I've tried to simulate data for a power analysis of a logistic regression. The results of the power analysis look reasonable: power=90% for a sample of 6000 persons. But I feel that the analysis lacks something. So, my question is: when generating the data should I include something about how the variables are correlated, or their covariance, other than just defining their linear relationship as I have done in the example below, and if so where do I write that into the code?
I know other questions look like this but I'm not confident that they answer this question.
library(plyr) # functions
## Define Function
simfunktion <- function() {
# Number in each sample
antal <- 6000
beta0 <- log(0.16) # logit in reference group
beta1 <- log(1.1) # logit given smoking
beta2 <- log(1.1) # logit given SNP(genevariation)
beta3 <- log(1.2) # logit for interactioncoefficient for SNP*rygning
## Smoking variable, with probabilities defined according to empirical studies.
smoking <- sample(x = 0:2, size = antal, replace = TRUE, prob = c(40,25,40))
## SNP variables with probabilities defined according to empirical studies
SNP <- sample(x = 0:2, size = antal, replace = TRUE, prob = c(40,40,20))
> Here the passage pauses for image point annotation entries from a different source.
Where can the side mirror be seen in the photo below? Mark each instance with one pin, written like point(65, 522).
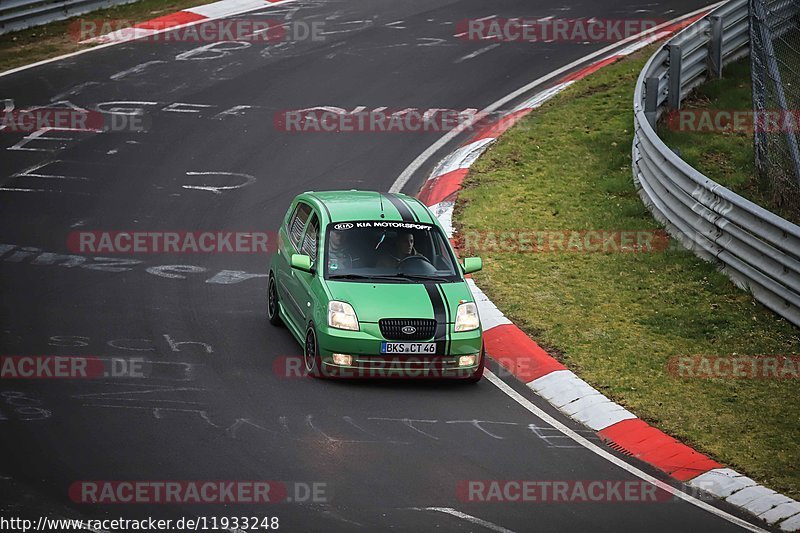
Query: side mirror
point(302, 262)
point(472, 264)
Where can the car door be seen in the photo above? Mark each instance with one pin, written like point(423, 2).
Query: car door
point(290, 242)
point(310, 247)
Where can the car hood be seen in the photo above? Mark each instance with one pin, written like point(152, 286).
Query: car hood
point(373, 301)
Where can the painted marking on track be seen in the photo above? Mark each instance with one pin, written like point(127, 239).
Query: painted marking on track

## calculated probabilites given the model:
pi.x <- exp( beta0 + beta1*smoking + beta2*SNP + beta3*smoking*SNP) /
( 1 + exp(beta0 + beta1*smoking + beta2*SNP + beta3*smoking*SNP) )
## binoial events given the probabilities:
sim.y <- rbinom( n = antal, size = 1, prob = pi.x)
sim.data <- data.frame(sim.y, smoking, SNP)
#################### p-value of the interaction is extracted:
## the model is run:
glm1 <- glm( data = sim.data, formula = sim.y ~ smoking + SNP + smoking:SNP,
family=binomial )
## p-value of the interactionterm is extracted:
summary( glm( data = sim.data, formula = sim.y ~ smoking + SNP + smoking:SNP,
family=binomial ))$coef[4,4]
}
pvalue <- as.vector(replicate( 100 , simfunktion()))
mean(pvalue < 0.05)